E a dada altura surgem as frases provérbios que ouvia às velhas: “Moças e bois é um ano até dois”, “É casa a arder sem se ver fumo”, cuja explicação acompanha com as referências às suas experiências de infância:
No primeiro caso, trata-se do abuso das criadas, quando estão tempo demais nas casas, ou mesmo a possibilidade de engravidarem, se houver varões nas casas. E cita casos, o da rapariguita das Talhadas, o da tia Maria Corredoira... Quanto à justificação dos bois: “compram-se magros nas feiras e vendem-se passado um ou dois anos mais gordos e por bom preço.”
Na sequência das dificuldades que passavam, na casa farta, mas exigente de trabalho e remuneração, o provérbio “É casa a arder sem se ver fumo” e a explicação: oito filhos, gente de fora, se não trabalham têm que vender, não é só comprar, e assim o pai se foi desfazendo de terras mais distantes do Carregal.
Um provérbio bem adequado aos novos tempos, tempos de compra, de desperdício, de diversão, de consumismo desenfreados. A UE, cujos 25 anos da nossa adesão se comemoraram hoje, 12 de Junho, adesão convenientemente festejada em bonita festa e bonitos discursos de optimismo ibérico, a UE, repito, forneceu-nos dinheiro, muito dinheiro, que modernizou o país, mas que o conduziu ao desleixo, pela ignomínia de ordens superiores exigentes de suspensão nos trabalhos agrícolas, a pretexto de que não produzíamos como os outros países, com as medidas convencionais dos seus produtos adubados. Embora sem o gosto das nossas frutas, fertilizadas por um sol amável, e pelo trabalho de amor à terra. Tudo isso é história passada, ninguém apontou esses factores negativos da incúria nos discursos do optimismo.
E assim a casa vai ardendo, com os campos transformados em baldio, os barcos encalhados nas praias, pela redução imposta dos espaços de pesca.

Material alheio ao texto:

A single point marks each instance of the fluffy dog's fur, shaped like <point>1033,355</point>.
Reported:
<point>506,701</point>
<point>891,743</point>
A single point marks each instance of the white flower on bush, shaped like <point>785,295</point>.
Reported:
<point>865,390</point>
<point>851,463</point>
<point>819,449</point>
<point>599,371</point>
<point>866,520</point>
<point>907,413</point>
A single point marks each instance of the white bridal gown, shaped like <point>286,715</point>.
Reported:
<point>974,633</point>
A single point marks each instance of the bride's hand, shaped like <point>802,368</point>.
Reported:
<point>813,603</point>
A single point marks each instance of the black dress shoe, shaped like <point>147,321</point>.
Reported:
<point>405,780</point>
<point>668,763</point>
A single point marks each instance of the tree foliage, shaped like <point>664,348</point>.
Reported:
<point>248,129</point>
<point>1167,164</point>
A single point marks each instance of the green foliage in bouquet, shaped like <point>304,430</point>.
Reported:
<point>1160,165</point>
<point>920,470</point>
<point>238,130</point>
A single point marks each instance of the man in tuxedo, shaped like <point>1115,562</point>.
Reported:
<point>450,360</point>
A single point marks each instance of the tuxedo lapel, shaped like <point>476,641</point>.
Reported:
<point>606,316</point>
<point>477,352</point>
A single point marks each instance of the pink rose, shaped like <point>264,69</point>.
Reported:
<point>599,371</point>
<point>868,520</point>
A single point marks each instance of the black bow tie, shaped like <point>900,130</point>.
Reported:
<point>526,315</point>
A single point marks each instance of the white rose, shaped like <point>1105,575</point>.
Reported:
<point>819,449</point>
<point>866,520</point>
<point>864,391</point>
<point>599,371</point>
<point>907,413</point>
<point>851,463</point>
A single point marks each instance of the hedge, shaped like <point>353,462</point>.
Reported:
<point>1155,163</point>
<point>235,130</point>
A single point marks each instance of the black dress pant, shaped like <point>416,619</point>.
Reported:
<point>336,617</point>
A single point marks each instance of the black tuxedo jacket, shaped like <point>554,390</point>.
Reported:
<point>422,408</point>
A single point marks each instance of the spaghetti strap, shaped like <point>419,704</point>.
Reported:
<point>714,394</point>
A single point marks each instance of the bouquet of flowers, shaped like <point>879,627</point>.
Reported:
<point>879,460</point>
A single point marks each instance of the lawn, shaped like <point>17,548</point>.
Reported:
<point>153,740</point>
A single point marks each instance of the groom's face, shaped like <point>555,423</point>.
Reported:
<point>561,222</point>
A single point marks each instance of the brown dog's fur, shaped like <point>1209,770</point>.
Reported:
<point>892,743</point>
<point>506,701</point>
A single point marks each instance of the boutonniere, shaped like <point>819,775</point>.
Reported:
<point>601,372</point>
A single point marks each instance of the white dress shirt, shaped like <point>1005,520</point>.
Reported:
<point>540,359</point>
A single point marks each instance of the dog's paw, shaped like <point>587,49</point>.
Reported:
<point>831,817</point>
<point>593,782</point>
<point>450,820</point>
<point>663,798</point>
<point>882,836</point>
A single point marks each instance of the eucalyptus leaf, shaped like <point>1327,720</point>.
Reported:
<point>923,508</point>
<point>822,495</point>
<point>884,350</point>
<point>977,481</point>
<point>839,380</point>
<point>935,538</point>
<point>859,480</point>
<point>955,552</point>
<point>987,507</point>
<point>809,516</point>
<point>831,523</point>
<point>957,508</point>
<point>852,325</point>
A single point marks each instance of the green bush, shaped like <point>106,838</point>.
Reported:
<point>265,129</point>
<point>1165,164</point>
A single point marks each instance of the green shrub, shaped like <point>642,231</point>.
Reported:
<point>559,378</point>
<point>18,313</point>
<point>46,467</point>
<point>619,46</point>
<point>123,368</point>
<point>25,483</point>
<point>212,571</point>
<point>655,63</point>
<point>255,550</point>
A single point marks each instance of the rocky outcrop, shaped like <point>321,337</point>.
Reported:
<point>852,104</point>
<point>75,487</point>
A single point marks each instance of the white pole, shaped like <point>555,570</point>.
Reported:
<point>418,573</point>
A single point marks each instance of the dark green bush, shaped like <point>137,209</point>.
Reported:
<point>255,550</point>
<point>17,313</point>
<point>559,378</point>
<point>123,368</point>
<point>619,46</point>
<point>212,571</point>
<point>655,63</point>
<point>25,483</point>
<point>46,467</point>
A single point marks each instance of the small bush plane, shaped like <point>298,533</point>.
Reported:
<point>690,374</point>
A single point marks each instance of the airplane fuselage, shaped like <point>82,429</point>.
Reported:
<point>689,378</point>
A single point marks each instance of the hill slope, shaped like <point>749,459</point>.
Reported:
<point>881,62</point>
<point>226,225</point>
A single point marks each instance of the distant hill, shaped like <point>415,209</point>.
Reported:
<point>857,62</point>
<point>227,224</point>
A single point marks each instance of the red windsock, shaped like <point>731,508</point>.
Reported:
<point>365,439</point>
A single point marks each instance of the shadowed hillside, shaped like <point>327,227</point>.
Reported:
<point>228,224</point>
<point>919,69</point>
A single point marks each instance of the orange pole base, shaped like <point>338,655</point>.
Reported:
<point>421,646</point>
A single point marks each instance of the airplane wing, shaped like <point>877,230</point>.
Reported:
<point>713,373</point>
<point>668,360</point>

Mas na TV5, o desempenho extraordinário dos actores de “Antigone” de Jean Anouilh. Um Creonte obrigado a cumprir as ordens cruéis que decretou, o seu drama de consciência moral, no conflito entre a piedade e o dever político, contra uma Antígona rebelde, a junção do caricato, nos gestos grotescos do soldado insensível, com o sublime das personagens defendendo as suas razões. Os que têm que morrer, morrerão, Antígona, Hémon, Eurídice. As razões de Estado irão continuar a impor-se, acima dos escrúpulos humanitários. A vida continua.
Uma peça clássica, em que Antígona representa a voz da resistência, de todas as resistências, podendo talvez servir de símbolo à época que estamos a viver, de resistências, todavia, por vezes sem grande nobreza.
Mas os cabelos grisalhos ou a magreza dos nossos governantes actuais indiciam graves conflitos interiores neste nosso tempo de casa a arder, sem se ver o fumo.